Authorities issued over TL 150 million in fines to enterprises polluting the environment last year, Anadolu Agency reported on Monday. Figures by the Ministry of Environment and Urbanization show most businesses that were slapped with fines were in the capital Ankara, Istanbul, İzmir, Tekirdağ and Bilecik.
Ankara-based businesses paid the most fines, more than TL 25 million, while authorities issued fines amounting TL 12 million to businesses in Istanbul for violating laws on environmental protection.
The ministry regularly inspects businesses for compliance with environmental protection laws and any violations can be punished with both fines and/or closure.
Figures show most fines were imposed for noise pollution, illegal, irregular waste dumping, water pollution, and air pollution. The highest amount of fines were issued for waste dumping, with more than TL 62 million.

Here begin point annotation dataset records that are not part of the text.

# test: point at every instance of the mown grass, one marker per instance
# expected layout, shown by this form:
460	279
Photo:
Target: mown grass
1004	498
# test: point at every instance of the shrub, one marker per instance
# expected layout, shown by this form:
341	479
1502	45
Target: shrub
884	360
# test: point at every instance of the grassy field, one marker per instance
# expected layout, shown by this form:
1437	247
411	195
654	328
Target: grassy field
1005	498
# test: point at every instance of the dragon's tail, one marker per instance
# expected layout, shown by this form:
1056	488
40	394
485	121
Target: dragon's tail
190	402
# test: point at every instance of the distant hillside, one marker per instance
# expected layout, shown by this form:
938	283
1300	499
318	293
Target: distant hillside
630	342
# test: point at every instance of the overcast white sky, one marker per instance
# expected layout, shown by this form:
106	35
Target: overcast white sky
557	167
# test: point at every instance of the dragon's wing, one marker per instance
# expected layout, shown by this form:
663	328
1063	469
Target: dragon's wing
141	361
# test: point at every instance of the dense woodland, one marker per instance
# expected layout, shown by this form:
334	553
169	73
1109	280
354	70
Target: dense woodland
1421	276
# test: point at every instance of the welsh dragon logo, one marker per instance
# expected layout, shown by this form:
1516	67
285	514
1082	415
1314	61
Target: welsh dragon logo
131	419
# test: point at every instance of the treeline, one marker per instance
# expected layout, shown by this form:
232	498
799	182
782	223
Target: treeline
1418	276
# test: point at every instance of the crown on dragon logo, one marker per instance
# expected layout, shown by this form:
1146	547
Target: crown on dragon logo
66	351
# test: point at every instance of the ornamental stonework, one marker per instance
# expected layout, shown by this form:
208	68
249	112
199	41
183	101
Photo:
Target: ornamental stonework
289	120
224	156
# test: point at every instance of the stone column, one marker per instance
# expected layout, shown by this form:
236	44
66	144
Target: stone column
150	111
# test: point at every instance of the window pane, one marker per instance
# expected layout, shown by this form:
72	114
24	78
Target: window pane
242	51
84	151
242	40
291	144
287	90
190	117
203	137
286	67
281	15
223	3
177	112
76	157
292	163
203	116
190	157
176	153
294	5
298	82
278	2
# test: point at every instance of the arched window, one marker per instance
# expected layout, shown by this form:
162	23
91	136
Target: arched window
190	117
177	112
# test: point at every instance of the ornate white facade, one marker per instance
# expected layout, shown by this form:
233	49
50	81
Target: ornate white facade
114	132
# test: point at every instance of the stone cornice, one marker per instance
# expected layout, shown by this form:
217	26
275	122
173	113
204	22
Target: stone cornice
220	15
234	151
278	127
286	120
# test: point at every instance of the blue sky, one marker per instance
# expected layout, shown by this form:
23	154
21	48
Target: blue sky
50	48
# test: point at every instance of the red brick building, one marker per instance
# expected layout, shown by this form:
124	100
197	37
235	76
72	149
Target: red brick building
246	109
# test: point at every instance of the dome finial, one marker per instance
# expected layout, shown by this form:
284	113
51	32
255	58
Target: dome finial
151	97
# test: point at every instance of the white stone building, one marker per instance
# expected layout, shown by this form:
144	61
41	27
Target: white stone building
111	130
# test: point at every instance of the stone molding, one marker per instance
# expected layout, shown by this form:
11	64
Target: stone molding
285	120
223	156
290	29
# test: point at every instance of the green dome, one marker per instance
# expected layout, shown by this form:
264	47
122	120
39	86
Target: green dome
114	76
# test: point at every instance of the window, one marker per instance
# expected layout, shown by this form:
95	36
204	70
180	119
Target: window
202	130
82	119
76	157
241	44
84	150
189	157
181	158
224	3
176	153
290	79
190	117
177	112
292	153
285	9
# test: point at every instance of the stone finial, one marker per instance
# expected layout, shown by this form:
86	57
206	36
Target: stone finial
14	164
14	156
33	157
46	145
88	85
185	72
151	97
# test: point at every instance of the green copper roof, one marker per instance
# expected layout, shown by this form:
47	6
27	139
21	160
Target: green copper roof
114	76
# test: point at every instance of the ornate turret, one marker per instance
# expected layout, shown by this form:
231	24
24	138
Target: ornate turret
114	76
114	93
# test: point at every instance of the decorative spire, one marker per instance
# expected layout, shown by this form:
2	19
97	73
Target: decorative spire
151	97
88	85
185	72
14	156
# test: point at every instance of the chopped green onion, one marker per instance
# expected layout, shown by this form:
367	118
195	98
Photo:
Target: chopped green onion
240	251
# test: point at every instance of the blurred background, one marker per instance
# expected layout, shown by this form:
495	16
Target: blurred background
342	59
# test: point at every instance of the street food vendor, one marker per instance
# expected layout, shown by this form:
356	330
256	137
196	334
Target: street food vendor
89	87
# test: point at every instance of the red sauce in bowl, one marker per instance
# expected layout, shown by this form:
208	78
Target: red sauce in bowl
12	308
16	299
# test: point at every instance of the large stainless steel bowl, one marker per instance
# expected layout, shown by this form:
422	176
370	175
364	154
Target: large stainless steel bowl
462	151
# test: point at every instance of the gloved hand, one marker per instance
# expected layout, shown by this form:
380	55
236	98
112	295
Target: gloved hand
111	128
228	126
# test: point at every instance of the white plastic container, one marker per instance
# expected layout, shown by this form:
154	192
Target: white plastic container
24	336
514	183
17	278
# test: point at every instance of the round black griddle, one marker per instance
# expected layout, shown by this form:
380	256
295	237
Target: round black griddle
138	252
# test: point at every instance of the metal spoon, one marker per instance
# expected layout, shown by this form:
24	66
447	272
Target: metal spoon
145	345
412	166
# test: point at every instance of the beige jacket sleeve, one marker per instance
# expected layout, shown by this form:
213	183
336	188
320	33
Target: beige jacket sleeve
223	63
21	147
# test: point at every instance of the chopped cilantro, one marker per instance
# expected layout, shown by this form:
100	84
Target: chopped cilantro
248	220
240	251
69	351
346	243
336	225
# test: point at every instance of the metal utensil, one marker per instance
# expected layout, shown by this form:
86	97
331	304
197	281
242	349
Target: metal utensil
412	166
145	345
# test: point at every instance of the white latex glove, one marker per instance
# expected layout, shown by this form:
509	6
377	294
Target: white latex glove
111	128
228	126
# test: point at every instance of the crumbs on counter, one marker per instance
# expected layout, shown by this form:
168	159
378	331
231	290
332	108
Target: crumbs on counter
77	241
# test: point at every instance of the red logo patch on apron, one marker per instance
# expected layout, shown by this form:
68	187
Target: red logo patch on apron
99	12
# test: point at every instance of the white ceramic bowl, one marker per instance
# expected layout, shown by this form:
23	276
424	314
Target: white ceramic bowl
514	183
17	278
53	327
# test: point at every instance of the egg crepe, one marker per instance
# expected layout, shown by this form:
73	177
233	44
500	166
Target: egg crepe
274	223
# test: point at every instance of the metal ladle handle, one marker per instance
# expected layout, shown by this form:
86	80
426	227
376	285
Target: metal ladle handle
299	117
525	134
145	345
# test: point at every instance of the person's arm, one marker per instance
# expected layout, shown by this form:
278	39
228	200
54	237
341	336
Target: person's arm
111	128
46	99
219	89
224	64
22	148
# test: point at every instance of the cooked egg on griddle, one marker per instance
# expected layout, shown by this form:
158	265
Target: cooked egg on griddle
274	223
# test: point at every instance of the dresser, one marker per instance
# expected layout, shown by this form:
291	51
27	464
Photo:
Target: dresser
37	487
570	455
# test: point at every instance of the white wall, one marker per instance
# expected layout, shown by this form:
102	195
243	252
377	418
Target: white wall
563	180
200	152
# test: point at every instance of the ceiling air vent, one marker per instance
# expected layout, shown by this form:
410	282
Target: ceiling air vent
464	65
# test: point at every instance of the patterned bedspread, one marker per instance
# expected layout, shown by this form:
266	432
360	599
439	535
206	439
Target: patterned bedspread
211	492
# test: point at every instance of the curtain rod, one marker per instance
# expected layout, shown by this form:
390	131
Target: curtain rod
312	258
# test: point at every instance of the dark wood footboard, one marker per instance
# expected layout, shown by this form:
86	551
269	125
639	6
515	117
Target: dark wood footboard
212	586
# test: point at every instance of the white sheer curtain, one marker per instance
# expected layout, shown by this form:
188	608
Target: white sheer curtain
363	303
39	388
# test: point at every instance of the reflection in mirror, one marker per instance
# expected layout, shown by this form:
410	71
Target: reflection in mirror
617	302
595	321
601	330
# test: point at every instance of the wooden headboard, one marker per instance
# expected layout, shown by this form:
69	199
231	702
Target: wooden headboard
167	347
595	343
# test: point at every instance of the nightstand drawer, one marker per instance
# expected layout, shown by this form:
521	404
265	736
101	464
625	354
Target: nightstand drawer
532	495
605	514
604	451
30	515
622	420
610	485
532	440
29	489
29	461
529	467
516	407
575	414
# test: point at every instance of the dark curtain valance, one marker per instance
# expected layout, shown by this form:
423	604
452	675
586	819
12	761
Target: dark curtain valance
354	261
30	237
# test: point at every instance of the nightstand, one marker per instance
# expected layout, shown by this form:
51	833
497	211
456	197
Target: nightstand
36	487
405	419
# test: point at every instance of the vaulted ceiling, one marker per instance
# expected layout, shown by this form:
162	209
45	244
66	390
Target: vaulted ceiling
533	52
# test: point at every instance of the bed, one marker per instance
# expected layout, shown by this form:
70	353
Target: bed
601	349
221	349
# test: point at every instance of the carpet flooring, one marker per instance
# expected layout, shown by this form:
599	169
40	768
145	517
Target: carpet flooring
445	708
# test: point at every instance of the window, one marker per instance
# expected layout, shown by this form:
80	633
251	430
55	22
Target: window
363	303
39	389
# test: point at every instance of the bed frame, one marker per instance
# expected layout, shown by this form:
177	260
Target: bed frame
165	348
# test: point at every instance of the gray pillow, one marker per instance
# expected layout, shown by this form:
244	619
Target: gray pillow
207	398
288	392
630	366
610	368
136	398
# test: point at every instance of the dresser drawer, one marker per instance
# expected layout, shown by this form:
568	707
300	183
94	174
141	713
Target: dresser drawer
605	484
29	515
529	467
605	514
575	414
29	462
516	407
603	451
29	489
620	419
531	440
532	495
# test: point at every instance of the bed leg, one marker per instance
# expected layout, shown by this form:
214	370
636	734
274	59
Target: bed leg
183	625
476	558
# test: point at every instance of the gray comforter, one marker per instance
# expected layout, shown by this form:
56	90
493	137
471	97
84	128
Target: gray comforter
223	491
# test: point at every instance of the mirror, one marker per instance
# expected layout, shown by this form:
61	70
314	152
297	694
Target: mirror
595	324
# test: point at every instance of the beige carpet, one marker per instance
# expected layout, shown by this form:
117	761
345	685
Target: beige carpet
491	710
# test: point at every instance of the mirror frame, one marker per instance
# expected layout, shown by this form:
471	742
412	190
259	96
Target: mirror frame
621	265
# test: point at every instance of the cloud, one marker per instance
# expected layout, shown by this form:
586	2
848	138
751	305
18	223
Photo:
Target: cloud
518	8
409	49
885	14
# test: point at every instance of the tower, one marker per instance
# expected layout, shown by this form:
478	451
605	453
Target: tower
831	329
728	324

The country welcomed 2020 with new regulations that aim to halt all kinds of environmental pollution. The regulations are expected to go into effect very soon following the approval of the Turkish presidency to increase fines for polluting the environment. Those throwing trash on the streets along with polluting the environment by other means in public spaces will be imposed a TL 351 fine, an increase from TL 287. Fines given to individuals who fail to put their vehicles through mandatory emissions tests will rise from TL 1,546 to TL 1,895. The fines given to businesses that cause air pollution will be increased from TL 72,197 to TL 88,499.
Fines for noise pollution will be TL 1,461 while those who cause noise pollution in business places will be fined TL 14,740, up from the previous fine of TL 12,025.
Those who pour waste on soil and cause damage will be fined with TL 88,499 almost TL 10,000 more than the previous amount. According to the new regulations, those exporting waste illegally will be fined TL 7.3 million.
Earlier this month, Turkey completely shut down five thermal power plants and partially closed another for failure to comply with the law to install filters to prevent pollution.
On Dec. 3, 2019, President Recep Tayyip Erdoğan vetoed a law that would have delayed the installation of filters on thermal power plants. Fifty-two thermal power plants fueled by coal and lignite operate across Turkey. In 2013, the government provided a period of nearly six years for the plant operators to complete the necessary environmental investments as required by law. The grace period expired on Dec. 31, 2019.